Früher hat man Polypen und Medusen als getrennte Arten angesehen, und so
kursieren heute noch z. T. unterschiedliche Namen für das "gleiche" Tier.
Die bekannteste Art dürfte auf jeden Fall Craspedacusta sowerbyi (auf
deutsch eben "Süßwassermeduse") sein, die laut Lehrbuch bis 20 mm
Schirmdurchmesser erreicht. Die Art wurde Ende des letzten Jahrhunderts in
Europa erstmals in englischen Tropenhäusern entdeckt. Auch über deren
Herkunft streiten sich die Geister: Hier liest man, sie sei aus Südamerika
eingeschleppt, dort, dass sie aus Ostasien stammt und im dritten Buch, dass
sie wahrscheinlich (mittlerweilen ohnehin) weltweit verbreitet zu sein
scheint.

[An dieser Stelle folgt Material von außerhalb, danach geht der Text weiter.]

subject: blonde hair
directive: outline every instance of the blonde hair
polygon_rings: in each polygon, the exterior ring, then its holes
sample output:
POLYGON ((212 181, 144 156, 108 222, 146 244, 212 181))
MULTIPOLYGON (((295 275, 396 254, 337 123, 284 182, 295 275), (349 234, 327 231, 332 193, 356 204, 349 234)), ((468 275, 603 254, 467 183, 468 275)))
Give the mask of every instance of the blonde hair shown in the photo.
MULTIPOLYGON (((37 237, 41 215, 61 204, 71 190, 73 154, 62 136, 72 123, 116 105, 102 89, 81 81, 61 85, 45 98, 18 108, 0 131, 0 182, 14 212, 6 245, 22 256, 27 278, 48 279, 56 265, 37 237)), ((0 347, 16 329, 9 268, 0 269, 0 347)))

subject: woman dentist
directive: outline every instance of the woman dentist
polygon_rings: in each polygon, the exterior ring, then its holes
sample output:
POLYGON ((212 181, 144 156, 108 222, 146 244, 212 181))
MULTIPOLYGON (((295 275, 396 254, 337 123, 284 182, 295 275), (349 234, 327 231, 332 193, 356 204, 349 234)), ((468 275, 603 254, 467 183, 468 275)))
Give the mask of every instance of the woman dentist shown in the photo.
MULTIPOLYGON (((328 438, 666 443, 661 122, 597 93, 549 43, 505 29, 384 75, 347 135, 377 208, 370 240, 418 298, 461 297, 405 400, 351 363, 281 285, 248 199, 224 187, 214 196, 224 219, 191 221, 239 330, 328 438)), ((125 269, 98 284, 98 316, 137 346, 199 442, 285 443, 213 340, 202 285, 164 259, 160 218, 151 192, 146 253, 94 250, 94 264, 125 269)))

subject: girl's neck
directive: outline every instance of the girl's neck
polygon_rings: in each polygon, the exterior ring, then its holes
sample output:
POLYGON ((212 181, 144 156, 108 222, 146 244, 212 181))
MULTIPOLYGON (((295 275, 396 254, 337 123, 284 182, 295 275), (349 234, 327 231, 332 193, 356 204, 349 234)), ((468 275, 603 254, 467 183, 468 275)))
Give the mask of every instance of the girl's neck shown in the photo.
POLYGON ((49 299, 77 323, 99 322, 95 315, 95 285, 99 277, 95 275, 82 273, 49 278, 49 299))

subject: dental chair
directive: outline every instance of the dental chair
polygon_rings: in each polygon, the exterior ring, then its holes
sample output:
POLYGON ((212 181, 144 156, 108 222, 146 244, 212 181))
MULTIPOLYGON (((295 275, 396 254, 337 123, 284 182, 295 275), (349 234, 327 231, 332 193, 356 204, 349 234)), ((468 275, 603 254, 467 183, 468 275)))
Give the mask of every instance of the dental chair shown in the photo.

Aus dem Mittelmeer, lieber Peter, kann sie aber auf keinen Fall
stammen, denn sie heißt nicht umsonst SÜSSwassermeduse und verträgt kein
Salz- oder Brackwasser.
So, ich hoffe, der kleine Ausflug in die Wirren der Zoologie hat Euch nicht
gelangweilt.
Man liest sich
Sven
ja, ich habe bereits welche gesehen. Lieder aber nur sehr kleine. Ich glaube
die werden im Süßwasser auch nicht größer. Leider habe ich auch im Internet
noch nichts darüber gelesen.
Gruß
Dieter
"Carsten Hofweller" <CHofw...@t-online.de> schrieb im Newsbeitrag
news:8pto9l$dlo$10$1...@news.t-online.com...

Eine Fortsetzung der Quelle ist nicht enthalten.